Nov 13, 1995 08:37 PM
by K. Paul Johnson
According to Jerry Hejka-Ekins:
> Paul I had to go back into our former dialogues in order to
> reconstruct this part. This is what I have:
> JHE 11/8
> For Sengchen Tulku you have an enigma but very possibly a
> person whom HPB gained information. But Does HPB or HSO
> call him a Mahatma?
> KPJ 11/8
> Don't have the sources in from of me but HSO called him
> "one of our Masters" as I recall.
> JHE 11/9
> KPJ 11/9
> ODL somewhere; can't find the passage offhand. But he
> speaks of the Master of Ceremonies of the Panchen Lama being
> "one of our Mahatmas"--but does so after the death of the
> Sengchen in question so may be talking about his successor.
> I'm really confused here. In Olcott's parenthetical phrase:
> "whose Master of Ceremonies one of our own revered Mahatmas is"
> I understand you are reading to say that this Master of
> Ceremonies of the Panchen Lama is one of our Masters. But since
> Sengchen Tulku was dead Olcott may be talking about his
> OK now my original question was whether or not HPB or HSO
> called Sengchen Tulku a Master. Your original answer was yes
> but with the addition of the idea that Olcott might be talking
> about Sengchen's successor your answer becomes a maybe. Now
> what confuses me is why would Olcott publicly identify Sengchen
> Tulku or even his successor in ODL as a Master if he and HPB
> were trying to keep these identities a secret?

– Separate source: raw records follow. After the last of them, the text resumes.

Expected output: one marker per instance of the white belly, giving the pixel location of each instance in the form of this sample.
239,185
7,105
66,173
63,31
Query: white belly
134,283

If you had found
> this statement in a diary or in a confidential private letter
> then I would understand it as being some privileged information.
> But you are quoting from Olcott's quotation from Sarat Babu's
> "Narrative of a Journey to Lhasa in 1881-82. The parenthetical
> phrase appears to have been added by Olcott. If you are reading
> this correctly then that makes a very public proclamation of the
> identity of a Mahatma to me. Why the reversal of policy in this
> case? Perhaps because he is dead? This is a very intriguing
> passage but seems to simultaneously help and hurt your case.
> Jerry HE
I'm glad to be focusing on this part of the book because it
seems to me to have some more fruitful possibilities in terms
of confirmation than some of my other speculations. First let
me say that HPB doesn't use the word Master or Mahatma but
calls the Sengchen the "Chohan Lama of Shigatse." Which is
enough for me. As for Olcott the very ambiguity of whether he
is talking about the Sengchen who was in office at the time of
Das's visit or the present one makes it a blind of sorts.

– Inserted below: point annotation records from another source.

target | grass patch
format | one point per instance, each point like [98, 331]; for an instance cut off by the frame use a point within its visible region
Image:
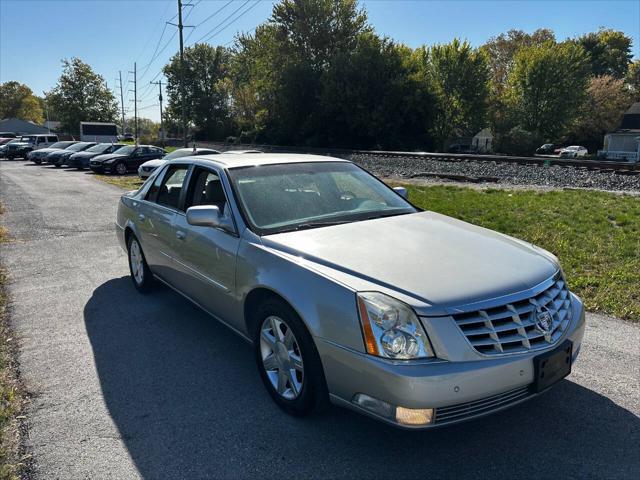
[126, 182]
[10, 396]
[595, 235]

In the case of the Sankaracharya all the passages calling him
an Initiate Adept etc. are in private letters as one would
expect in such a case.
Three possibilities suggest themselves as to why Olcott would
drop such a clue:
1 Without HPB around to censor him he was simply indiscreet
not realizing that this was perhaps unwise to say.

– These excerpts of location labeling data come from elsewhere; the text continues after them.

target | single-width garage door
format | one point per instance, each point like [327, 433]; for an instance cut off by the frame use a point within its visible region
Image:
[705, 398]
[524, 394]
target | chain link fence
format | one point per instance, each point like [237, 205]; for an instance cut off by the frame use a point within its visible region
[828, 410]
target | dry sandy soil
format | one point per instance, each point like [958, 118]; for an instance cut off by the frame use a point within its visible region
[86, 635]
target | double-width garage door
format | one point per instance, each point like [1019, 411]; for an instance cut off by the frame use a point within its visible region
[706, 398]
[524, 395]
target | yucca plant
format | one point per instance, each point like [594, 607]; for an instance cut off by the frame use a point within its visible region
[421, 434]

2 The one you suggest; he is talking about someone dead and
feels that the need for secrecy is no longer a factor.
3 What I suspect is the main reason which is the same motive
I see in lots of HPB's references to the Masters. This relates
to Jerry S.'s comments on "blinds." That is to tell the truth
in salient details but to be vague or misleading about others so as to leave
wiggle room if people get too inquisitive. This goes back to
what I said in the talk at Berkeley in response to Apr's
question about the Mahatma letters. At first they are
unambiguous about K.H. being a resident of Amritsar being
named Singh and fairly clear about his being a Sikh. This
kind of detail whets the curiosity of Sinnett and he starts
asking questions. The questions cause HPB and her Masters to
realize the need for throwing him off the track and in comes a
bunch of stuff about Tibet. Check out the difference between
the K.H. of 1880 and of 1883. By the latter year Mohini is
coming up with testimonies that there is an entire sect of his
disciples in Tibet. In some places M. and K.H. are depicted as
Hindu and Sikh; elsewhere Buddhists. Also in
1882-3 we see HPB Ramaswamier and others heading off to meet
the Mahatmas in Sikkim while a year later Olcott Damodar
Brown meet them in Lahore and Jammu. Lots of confusion about
where they are and deliberately so IMO.